I approached this book looking forward to another suspenseful tale from an up and coming master in that field, whose previous works have had me enthralled and wanting more, hopelessly entrapped in the Beauty Killer’s sinister spell. This time out I got a good thriller, but, sadly, I came to the realization that The Night Season was lacking an essential ingredient without Gretchen. A great deal of the suspense of Cain’s last three books came from the lovely serial killer and her murderous activities. A sultry, smirking Joker to Archie’s broken Batman, her very presence often lit the pages on fire, and her absence made me more afraid.

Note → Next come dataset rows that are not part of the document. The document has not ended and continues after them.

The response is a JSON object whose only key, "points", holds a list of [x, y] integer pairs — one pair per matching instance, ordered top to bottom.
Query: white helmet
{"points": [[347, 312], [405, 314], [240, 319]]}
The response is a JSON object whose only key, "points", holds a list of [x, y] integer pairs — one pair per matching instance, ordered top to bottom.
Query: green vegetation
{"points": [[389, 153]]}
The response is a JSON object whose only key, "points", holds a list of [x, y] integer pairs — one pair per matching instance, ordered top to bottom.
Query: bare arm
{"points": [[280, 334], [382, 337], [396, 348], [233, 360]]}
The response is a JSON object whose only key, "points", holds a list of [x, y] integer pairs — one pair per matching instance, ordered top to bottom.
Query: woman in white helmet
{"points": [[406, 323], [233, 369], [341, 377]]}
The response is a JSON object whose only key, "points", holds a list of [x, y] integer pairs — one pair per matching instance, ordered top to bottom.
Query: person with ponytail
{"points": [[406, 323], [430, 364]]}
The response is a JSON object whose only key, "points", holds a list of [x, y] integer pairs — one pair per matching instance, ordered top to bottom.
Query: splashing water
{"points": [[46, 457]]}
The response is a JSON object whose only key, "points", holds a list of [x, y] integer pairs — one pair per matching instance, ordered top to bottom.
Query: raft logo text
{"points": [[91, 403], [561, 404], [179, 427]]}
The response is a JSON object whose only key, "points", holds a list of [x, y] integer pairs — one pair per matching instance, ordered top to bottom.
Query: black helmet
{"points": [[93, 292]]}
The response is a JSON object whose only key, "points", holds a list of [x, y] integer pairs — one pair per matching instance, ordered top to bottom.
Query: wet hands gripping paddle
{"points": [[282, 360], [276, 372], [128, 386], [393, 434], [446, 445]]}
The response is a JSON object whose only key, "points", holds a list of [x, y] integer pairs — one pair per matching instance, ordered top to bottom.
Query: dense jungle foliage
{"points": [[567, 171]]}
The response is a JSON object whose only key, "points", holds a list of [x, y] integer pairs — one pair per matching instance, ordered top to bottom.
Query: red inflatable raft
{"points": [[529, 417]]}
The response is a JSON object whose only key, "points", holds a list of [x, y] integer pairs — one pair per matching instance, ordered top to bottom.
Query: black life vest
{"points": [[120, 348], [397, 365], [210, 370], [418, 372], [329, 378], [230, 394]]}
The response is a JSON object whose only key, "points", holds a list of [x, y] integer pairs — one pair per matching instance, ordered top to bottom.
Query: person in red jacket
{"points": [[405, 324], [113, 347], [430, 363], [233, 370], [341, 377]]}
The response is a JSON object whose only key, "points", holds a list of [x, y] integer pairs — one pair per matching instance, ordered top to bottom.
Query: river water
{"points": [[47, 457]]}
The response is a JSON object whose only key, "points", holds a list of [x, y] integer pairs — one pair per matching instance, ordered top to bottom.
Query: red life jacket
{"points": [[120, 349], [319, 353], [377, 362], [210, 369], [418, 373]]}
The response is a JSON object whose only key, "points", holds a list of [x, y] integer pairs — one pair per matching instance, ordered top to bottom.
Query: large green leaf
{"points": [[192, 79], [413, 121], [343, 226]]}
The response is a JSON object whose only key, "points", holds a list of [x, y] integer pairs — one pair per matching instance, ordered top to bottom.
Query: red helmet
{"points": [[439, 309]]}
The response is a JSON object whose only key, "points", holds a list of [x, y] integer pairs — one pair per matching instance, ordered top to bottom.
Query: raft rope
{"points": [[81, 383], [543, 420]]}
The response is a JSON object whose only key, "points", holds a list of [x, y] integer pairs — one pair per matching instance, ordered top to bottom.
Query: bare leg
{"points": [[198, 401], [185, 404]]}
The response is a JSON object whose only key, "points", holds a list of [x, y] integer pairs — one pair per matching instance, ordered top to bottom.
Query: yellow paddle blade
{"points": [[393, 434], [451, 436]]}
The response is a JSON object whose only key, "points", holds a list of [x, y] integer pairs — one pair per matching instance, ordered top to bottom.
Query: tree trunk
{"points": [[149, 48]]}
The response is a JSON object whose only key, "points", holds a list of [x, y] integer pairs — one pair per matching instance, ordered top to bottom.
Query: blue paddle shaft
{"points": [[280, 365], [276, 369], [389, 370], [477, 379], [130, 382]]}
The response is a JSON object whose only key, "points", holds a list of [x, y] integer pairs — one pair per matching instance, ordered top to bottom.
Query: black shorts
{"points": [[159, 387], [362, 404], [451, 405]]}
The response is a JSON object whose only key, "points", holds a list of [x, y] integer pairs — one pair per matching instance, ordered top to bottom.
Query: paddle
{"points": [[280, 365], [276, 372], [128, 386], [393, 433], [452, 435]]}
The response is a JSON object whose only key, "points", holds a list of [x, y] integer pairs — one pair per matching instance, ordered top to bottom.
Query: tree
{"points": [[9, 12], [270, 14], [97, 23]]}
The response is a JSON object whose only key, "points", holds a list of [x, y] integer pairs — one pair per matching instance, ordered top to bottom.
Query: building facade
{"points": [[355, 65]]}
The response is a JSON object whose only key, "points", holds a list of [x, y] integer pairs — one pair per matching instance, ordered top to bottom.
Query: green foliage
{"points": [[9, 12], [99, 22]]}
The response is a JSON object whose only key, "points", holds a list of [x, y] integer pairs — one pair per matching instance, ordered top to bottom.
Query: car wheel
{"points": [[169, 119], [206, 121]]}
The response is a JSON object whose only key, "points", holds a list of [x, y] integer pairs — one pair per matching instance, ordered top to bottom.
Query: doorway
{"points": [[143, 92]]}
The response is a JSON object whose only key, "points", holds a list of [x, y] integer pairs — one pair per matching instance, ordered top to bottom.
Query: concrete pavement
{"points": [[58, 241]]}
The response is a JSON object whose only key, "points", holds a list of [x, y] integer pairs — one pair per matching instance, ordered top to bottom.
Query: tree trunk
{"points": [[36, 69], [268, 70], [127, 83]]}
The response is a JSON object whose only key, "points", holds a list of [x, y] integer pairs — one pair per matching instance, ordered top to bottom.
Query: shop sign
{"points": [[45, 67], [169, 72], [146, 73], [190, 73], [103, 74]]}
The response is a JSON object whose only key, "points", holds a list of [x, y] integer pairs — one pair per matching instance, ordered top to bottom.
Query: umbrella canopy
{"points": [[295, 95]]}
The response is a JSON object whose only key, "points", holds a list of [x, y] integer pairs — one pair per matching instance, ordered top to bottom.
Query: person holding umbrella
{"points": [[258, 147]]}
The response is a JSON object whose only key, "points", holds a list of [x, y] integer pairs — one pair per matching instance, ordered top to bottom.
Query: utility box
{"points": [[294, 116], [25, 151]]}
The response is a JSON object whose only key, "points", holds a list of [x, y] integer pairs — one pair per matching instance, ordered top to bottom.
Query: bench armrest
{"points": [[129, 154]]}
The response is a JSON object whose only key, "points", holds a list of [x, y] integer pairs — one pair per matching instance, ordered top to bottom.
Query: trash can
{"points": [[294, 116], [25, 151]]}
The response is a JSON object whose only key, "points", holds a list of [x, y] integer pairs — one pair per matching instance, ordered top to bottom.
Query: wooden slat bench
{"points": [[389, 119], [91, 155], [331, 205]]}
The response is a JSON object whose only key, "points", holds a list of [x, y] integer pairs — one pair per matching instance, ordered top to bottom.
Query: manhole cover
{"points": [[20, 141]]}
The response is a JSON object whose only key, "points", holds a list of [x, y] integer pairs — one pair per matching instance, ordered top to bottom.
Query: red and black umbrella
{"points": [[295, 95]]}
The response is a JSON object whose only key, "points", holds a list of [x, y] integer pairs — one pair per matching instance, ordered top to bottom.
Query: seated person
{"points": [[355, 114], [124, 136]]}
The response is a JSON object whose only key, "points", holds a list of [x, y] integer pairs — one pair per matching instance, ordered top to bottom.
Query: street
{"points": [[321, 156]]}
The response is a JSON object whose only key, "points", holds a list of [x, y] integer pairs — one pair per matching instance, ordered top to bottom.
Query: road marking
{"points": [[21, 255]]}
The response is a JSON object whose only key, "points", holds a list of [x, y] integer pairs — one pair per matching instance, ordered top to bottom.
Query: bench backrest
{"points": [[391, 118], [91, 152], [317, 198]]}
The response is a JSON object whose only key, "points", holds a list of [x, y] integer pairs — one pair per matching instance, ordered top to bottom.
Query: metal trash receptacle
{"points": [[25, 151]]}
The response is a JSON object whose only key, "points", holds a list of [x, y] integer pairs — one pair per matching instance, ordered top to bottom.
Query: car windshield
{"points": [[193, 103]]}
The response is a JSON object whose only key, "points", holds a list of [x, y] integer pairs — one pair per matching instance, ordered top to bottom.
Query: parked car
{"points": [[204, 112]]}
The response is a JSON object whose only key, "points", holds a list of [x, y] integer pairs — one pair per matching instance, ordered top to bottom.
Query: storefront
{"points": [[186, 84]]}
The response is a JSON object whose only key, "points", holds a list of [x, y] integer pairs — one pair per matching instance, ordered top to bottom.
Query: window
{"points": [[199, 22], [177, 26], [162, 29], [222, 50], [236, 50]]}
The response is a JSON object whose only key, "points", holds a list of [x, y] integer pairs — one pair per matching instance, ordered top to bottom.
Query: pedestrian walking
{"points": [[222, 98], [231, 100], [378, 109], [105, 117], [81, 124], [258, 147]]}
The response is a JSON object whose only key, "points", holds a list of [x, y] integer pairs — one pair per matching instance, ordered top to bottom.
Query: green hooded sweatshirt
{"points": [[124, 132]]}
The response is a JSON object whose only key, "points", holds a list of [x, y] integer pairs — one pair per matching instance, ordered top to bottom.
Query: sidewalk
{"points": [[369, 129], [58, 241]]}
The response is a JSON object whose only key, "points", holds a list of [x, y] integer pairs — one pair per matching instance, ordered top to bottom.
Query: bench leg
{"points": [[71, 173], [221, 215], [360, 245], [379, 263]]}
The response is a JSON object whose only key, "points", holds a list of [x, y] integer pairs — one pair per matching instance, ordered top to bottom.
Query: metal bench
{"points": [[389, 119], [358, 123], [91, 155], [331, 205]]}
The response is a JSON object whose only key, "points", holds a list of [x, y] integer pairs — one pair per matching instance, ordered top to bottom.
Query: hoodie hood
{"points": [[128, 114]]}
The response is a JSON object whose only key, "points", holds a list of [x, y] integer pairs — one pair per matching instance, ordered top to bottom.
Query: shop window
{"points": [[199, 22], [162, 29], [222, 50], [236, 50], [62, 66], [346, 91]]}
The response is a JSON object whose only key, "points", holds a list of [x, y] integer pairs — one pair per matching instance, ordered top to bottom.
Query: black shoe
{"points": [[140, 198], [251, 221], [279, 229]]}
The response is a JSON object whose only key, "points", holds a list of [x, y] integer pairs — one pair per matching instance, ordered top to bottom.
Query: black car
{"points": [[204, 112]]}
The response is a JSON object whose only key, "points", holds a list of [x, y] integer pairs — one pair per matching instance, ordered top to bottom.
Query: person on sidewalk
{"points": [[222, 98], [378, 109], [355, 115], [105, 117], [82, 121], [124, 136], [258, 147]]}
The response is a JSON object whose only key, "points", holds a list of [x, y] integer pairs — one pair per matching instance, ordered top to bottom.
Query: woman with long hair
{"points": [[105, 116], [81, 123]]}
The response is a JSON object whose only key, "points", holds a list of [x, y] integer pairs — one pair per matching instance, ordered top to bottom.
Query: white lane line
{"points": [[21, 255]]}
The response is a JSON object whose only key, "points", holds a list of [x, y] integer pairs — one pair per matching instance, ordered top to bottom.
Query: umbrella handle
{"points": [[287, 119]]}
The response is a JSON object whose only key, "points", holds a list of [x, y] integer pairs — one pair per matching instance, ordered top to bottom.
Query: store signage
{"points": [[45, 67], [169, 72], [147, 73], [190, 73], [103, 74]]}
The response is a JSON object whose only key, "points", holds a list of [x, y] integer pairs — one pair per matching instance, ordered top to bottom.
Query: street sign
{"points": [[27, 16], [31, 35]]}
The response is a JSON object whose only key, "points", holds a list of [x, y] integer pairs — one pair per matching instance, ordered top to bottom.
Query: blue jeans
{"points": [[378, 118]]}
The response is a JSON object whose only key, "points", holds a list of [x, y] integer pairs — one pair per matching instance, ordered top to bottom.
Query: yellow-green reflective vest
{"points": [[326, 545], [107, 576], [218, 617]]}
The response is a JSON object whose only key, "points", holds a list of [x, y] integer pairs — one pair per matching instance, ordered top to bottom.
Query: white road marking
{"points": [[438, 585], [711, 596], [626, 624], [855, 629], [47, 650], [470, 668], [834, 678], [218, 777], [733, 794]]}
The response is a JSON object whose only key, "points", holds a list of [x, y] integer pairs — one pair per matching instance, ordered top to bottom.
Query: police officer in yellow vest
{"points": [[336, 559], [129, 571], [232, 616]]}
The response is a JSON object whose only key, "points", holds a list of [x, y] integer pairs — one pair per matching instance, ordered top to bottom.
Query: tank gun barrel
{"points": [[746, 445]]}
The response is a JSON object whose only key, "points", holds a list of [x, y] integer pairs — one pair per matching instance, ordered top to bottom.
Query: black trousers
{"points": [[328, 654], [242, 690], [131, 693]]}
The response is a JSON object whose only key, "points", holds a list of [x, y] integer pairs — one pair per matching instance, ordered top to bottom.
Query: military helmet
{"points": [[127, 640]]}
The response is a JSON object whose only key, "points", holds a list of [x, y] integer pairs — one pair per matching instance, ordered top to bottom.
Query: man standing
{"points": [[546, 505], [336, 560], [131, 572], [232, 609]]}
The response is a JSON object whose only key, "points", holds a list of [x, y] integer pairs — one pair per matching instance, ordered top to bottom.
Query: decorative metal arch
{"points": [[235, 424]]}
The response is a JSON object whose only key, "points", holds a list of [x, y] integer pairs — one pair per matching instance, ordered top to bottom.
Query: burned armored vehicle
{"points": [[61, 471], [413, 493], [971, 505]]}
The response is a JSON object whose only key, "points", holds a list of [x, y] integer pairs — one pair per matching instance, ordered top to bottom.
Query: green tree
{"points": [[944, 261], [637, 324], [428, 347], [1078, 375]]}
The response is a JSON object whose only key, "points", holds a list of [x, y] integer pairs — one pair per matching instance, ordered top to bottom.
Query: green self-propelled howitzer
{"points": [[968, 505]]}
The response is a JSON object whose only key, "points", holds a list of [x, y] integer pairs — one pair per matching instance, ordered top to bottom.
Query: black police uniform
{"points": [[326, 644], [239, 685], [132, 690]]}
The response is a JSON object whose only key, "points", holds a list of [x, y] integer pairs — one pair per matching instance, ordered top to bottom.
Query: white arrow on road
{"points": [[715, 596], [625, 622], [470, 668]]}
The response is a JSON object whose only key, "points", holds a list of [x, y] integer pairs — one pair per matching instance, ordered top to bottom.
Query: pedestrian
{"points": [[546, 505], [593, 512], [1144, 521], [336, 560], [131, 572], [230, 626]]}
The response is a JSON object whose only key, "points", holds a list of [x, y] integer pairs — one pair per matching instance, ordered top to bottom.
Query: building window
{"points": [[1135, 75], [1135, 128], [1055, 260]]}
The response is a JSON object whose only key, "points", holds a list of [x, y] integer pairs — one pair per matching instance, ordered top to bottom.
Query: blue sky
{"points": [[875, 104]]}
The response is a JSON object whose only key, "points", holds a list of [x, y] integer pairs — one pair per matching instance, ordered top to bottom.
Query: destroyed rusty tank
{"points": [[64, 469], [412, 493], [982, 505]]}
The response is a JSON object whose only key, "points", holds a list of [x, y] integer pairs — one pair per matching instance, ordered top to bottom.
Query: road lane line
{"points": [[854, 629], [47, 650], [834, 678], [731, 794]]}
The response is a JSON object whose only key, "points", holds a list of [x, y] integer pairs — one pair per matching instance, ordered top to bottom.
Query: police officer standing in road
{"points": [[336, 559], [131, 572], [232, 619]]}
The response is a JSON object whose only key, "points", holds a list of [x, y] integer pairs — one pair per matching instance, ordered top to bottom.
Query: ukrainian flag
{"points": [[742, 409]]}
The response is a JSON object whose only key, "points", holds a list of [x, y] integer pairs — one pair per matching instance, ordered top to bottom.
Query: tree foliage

One of the chief ironies of the previous trilogy was that while Gretchen brought Archie back to life, she really killed him on that table — excising his soul along with his spleen. The Night Season — and Archie Sheridan’s character — seriously suffers for her absence. It almost seems like Cain is attempting to show that the tight-knit group of characters she’d spent three books honing can still function as a team, but it seems a mistake to have picked their story up again. Compared to her previous three works, the title of The Night Season isn’t the only thing missing a heart.
Those who loved Ms. Cain’s previous works will still want to read this latest chapter, but it makes a poor jumping off point for new readers. I’d highly recommend taking a gander at the classic Heartsick, first, to see an example of thriller writing at its best.
The Night Season is on our shelves now.